Robert Mueller, the former FBI Director who now serves as Special Counsel in the investigation into alleged collusion between the Trump campaign and the Russian government during the 2016 election, is known for playing hardball to get the information he wants.
The Special Counsel’s tactics are now facing scrutiny over his treatment of former Trump campaign chairman Paul Manafort and his wife in a no-knock raid at their home in July. According to The Washington Times, the FBI agents manhandled Manafort and his wife, frisking Mrs. Manafort as she lay in bed to see if she had firearms on her person.
A source close to the case said FBI agents did not give Kathleen Manafort–who works as an attorney on her husband’s multi-million dollar real estate acquisitions–the opportunity to get out of bed before they patted her down.
According to the source, the aggressive raid–entailing 12 agents entering the Alexandria, Virginia, home with guns-drawn and no prior notice–fits the style of Mueller’s top prosecutor, Andrew Weissman, a former New York mob prosecutor known for putting pressure on spouses.
“Weissmann will want to maximize the trauma to his family,” said Sidney Powell, a Dallas appeals attorney who takes issue with the tactics. Paul Manafort has been indicted on charges of money laundering and failing to register as a foreign agent in his lobbying work for Ukrainian clients.
“Manafort used his hidden overseas wealth to enjoy a lavish lifestyle in the United States, without paying taxes on that income,” the indictment document reads. Nevertheless, the indictment does not mention tax evasion.

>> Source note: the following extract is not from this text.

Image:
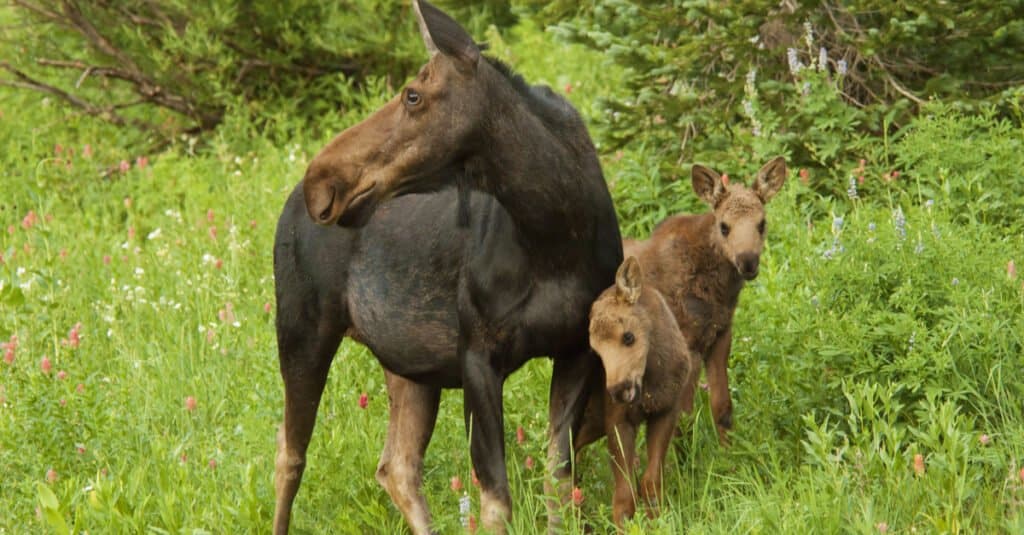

Manafort briefly served as the head of the Trump campaign in the 2016 election, before he was fired, in part, because of allegedly illicit payments from a Ukrainian political party that supports close ties to Russia.
But the indictment against Manafort and his business partner, Richard Gates, is unrelated to his work for President Trump. That fact has led to substantial criticism from prominent public figures in Washington.
As Christian News Alerts noted, one of those critics is Sen. Rand Paul (R-KY), who says the Mueller probe has strayed away from its intended purpose in going after Manafort for issues unrelated to the 2016 election. “I think what you’re seeing is exactly why special prosecutor is a bad idea,” Sen. Paul told Fox News. “You know, they’re not doing anything with Russia. They’re trying to look at people’s taxes from a long time ago that have nothing to do with President Trump.”
Mueller himself has come under scrutiny, with observers questioning his objectivity. In addition to his close relationship with former FBI Director James Comey–whose firing by President Trump began the events that led to the commission of the Special Counsel–Mueller, while FBI Director, oversaw the bureau’s purging of anti-terrorist materials deemed “offensive” by Muslim advocacy groups, as reported by Christian News Alerts.
The FBI inappropriately handled Manafort’s arrest. Should Mueller apologize?
Conservative lawmakers say they would like Mueller to place greater focus on the Clinton-Uranium One scandal, in which the Clinton State Department authorized a 2013 deal that sold 20 percent of America’s uranium supply to a Kremlin-backed company.
According to Breitbart, The Clinton Foundation received tens of millions of dollars in donations from people involved in the deal, including from Russian nuclear officials. Meanwhile, the FBI at the time knew that a subsidiary of the Russian firm Rosatom, which purchased Uranium One, was involved in extortion and bribery.
There appear to be far more serious crimes to look into among Democrats. Hopefully, investigators will dedicate their time to those crimes and treat the accused with more decency than they showed to Mrs. Manafort.